The group, which formed to stop animal testing of consumer products but made its name by attacking women in fur coats with fake blood, is producing comic books that portray fathers as homicidal maniacs.
The handout, titled "Your Daddy Kills Animals," features a grinning lunatic gutting a fish, and warns kids to keep their puppies and kittens away from Dad because he's "hooked on killing." See first and second pages here.
"PETA is trying as hard as it can to portray the ordinary angler as a demonic, sadistic, cruel killer. This is what PETA does — it paints caricatures of ordinary people to try to convince the rest of us that we shouldn't want to emulate them," said David Martosko, of the industry lobbying group Center for Consumer Freedom.
[Note how they have Daddy the Angler wearing a suit and a tie, as well.

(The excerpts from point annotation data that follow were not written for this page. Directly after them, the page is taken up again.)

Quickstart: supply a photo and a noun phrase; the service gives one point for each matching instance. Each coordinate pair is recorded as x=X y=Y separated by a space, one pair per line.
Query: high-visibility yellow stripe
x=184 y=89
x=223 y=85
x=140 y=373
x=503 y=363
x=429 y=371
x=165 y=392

Anti-corporate message? --Tony ]
But PETA insists that its comic is not outlandish.
"The scientific facts are that fish feel pain in the same way as dogs and cats. It's no more acceptable to hook a fish through the mouth and drag them into your boat and slice them in half than it would be to do the exact same thing to a dog or a cat," said Bruce Friedrich, vegan campaign coordinator for PETA.
Publicity stunts are nothing new for PETA, which has run ads featuring naked women in cages and people dressed in animal suits warning about the dangers of eating meat. But some critics feel the kid-targeted campaign goes too far.
"This is traumatizing kids by the thousands. There's going to be long-term psychological damage from these kids being exposed to the material that PETA puts in front of them on a regular basis," Martosko said.
But, Friedrich countered, "They can certainly find stuff that is more in your face on the Internet, more in your face on Saturday morning cartoons. We don't need to shelter our kids quite that much."
The pamphlet follows a previous one that painted Mom as a "chicken killer." (see page one and two of that little gem) PETA claims its only goal is to reduce meat consumption by changing children's eating habits. Critics insist alienating children from their parents isn't in anyone's best interests — human or animal.